Reliability of sample survey estimates

This release contains statistics from the 2002 to 2014 agricultural production collections. All results from these collections are subject to non-sampling error, and sampling error.

Non-sampling error arises from bias in the patterns of response and non-response, inaccuracies in reporting by respondents, and errors in recording and classifying data. Non-sampling error comprises coverage error, measurement error (which arise from respondents, questionnaires, and collection methods), non-response error, and processing error. We use procedures to detect and minimise these types of error, but they may still occur and are not easy to quantify.

Sampling error occurs because we base inferences about the entire population on information obtained from only a sample of that population. As 2003–06, 2008–11, and 2013 collections are sample surveys, not censuses, the results from these collections are also subject to sampling error.

Imputation

We impute values for farmers and foresters who do not return a completed questionnaire. Imputation involves replacing missing items with values based on other information available.

The method of imputation we use is random 'hot deck' imputation.

The Agriculture Production Survey uses random hot deck imputation. Using this method, we replace missing values of one or more variables for a non-respondent with observed values from a respondent with similar characteristics. The imputation class is formed from common characteristics such as regional council area, ANZSIC06 group, and production data from previous years. We randomly assign each non-respondent to a respondent in the same imputation cell, and the farm production data of the respondent is copied across to the non-respondent.

To improve the imputation process, we remove respondents with uncharacteristically high levels of agricultural activity from their respective imputation cells. It is unlikely that any of the non-respondents would have similar characteristics to them.

Confidentiality

Data collected and information contained in this release must conform to the provisions of the Statistics Act 1975. Published information must maintain the confidentiality of individual respondents. Figures in the tables affected by these provisions are denoted by 'C'.

Quality suppression

Data with high sample errors or imputation levels are suppressed and are indicated by 'S' in the table.

More information

See more information about the Agricultural Production Survey.

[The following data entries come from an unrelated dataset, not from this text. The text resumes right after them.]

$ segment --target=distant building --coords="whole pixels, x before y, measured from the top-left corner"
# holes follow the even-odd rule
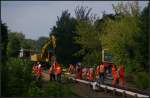
[[[19,50],[19,57],[20,58],[30,58],[31,55],[33,54],[33,52],[34,52],[34,50],[21,48]]]
[[[102,50],[102,62],[112,63],[112,53],[108,49]]]

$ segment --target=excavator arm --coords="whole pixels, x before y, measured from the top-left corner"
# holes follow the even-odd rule
[[[51,46],[53,49],[56,48],[56,38],[54,35],[51,35],[48,39],[48,41],[46,41],[46,43],[44,44],[44,46],[41,49],[41,59],[45,58],[46,55],[46,50],[48,49],[48,46]],[[47,54],[48,57],[46,57],[46,61],[49,60],[49,54]]]
[[[32,61],[49,61],[49,53],[47,53],[48,47],[51,46],[53,49],[56,48],[56,38],[54,35],[51,35],[49,39],[44,43],[43,47],[41,48],[40,54],[34,54],[31,56]]]
[[[48,48],[48,46],[52,46],[53,49],[55,49],[56,47],[56,38],[54,35],[51,35],[49,40],[44,44],[44,46],[42,47],[41,49],[41,59],[43,59],[45,53],[46,53],[46,50]]]
[[[43,59],[49,45],[50,45],[50,40],[48,40],[41,49],[41,59]]]

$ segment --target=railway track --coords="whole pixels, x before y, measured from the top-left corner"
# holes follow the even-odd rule
[[[49,80],[49,75],[46,72],[42,72],[42,75],[47,78],[47,80]],[[136,98],[150,98],[150,95],[148,95],[147,93],[144,93],[140,90],[137,89],[131,89],[131,88],[119,88],[119,87],[112,87],[110,84],[108,83],[104,83],[104,84],[98,84],[97,82],[89,82],[86,80],[79,80],[79,79],[75,79],[74,78],[75,75],[70,74],[68,75],[68,79],[71,79],[73,81],[82,83],[82,84],[86,84],[91,86],[92,90],[98,90],[98,89],[103,89],[103,91],[106,93],[112,93],[113,96],[115,95],[119,95],[119,96],[123,96],[123,97],[136,97]],[[97,97],[97,96],[96,96]]]

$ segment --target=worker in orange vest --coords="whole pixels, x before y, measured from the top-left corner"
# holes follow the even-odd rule
[[[52,76],[52,66],[49,68],[48,74],[49,74],[50,80],[53,80],[53,76]]]
[[[38,66],[35,64],[32,67],[32,73],[33,73],[33,79],[36,80],[37,79],[37,72],[38,72]]]
[[[38,68],[38,70],[37,70],[37,76],[40,77],[41,75],[42,75],[42,69]]]
[[[117,71],[116,71],[114,64],[112,64],[112,71],[111,72],[112,72],[112,76],[113,76],[112,86],[115,86],[117,81],[118,81],[118,74],[117,74]]]
[[[55,67],[56,67],[56,61],[54,61],[51,65],[51,67],[49,68],[49,75],[50,75],[50,80],[56,80],[55,77]]]
[[[72,64],[69,64],[68,73],[73,74],[75,72],[75,68]]]
[[[88,70],[87,67],[82,68],[82,78],[83,79],[86,79],[86,77],[87,77],[87,70]]]
[[[82,78],[82,68],[80,64],[76,65],[76,79],[81,79]]]
[[[100,82],[99,81],[99,66],[96,67],[95,74],[96,74],[96,81]]]
[[[62,73],[61,66],[58,63],[56,63],[56,67],[55,67],[55,77],[56,77],[56,80],[58,80],[58,81],[61,80],[61,73]]]
[[[33,67],[32,67],[32,73],[33,73],[33,74],[36,73],[36,68],[37,68],[37,66],[36,66],[36,65],[33,65]]]
[[[41,75],[42,75],[41,66],[42,66],[42,65],[40,64],[40,62],[38,62],[37,71],[36,71],[36,73],[37,73],[37,79],[38,79],[38,80],[41,78]]]
[[[71,64],[69,64],[68,69],[67,69],[68,73],[71,73],[71,67],[72,67]]]
[[[124,68],[121,64],[118,65],[118,75],[119,75],[119,86],[124,87],[125,80],[124,80]]]
[[[103,62],[99,65],[98,71],[99,71],[100,83],[104,83],[105,66],[104,66]]]
[[[87,71],[87,80],[93,81],[94,80],[94,70],[93,68],[89,68]]]

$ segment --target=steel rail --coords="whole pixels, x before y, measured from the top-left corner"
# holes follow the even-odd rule
[[[108,90],[111,90],[111,91],[122,93],[123,95],[127,94],[127,95],[138,97],[138,98],[150,98],[150,96],[148,96],[148,95],[144,95],[144,94],[140,94],[140,93],[136,93],[136,92],[132,92],[132,91],[128,91],[128,90],[123,90],[123,89],[120,89],[120,88],[115,88],[115,87],[111,87],[111,86],[104,85],[104,84],[98,84],[97,82],[90,82],[90,81],[86,81],[86,80],[75,79],[74,77],[68,77],[68,78],[72,79],[74,81],[84,83],[84,84],[92,85],[93,90],[98,89],[97,88],[97,86],[98,86],[98,87],[101,87],[101,88],[104,88],[104,89],[108,89]]]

Statistics in this release have been produced in accordance with the Official Statistics System principles and protocols for producers of Tier 1 statistics for quality. They conform to the Statistics NZ Methodological Standard for Reporting of Data Quality.

Liability

While all care and diligence has been used in processing, analysing, and extracting data and information in this publication, Statistics NZ gives no warranty it is error-free and will not be liable for any loss or damage suffered by the use directly, or indirectly, of the information in this publication.

Timing

Our information releases are delivered electronically by third parties. Delivery may be delayed by circumstances outside our control. Statistics NZ accepts no responsibility for any such delay.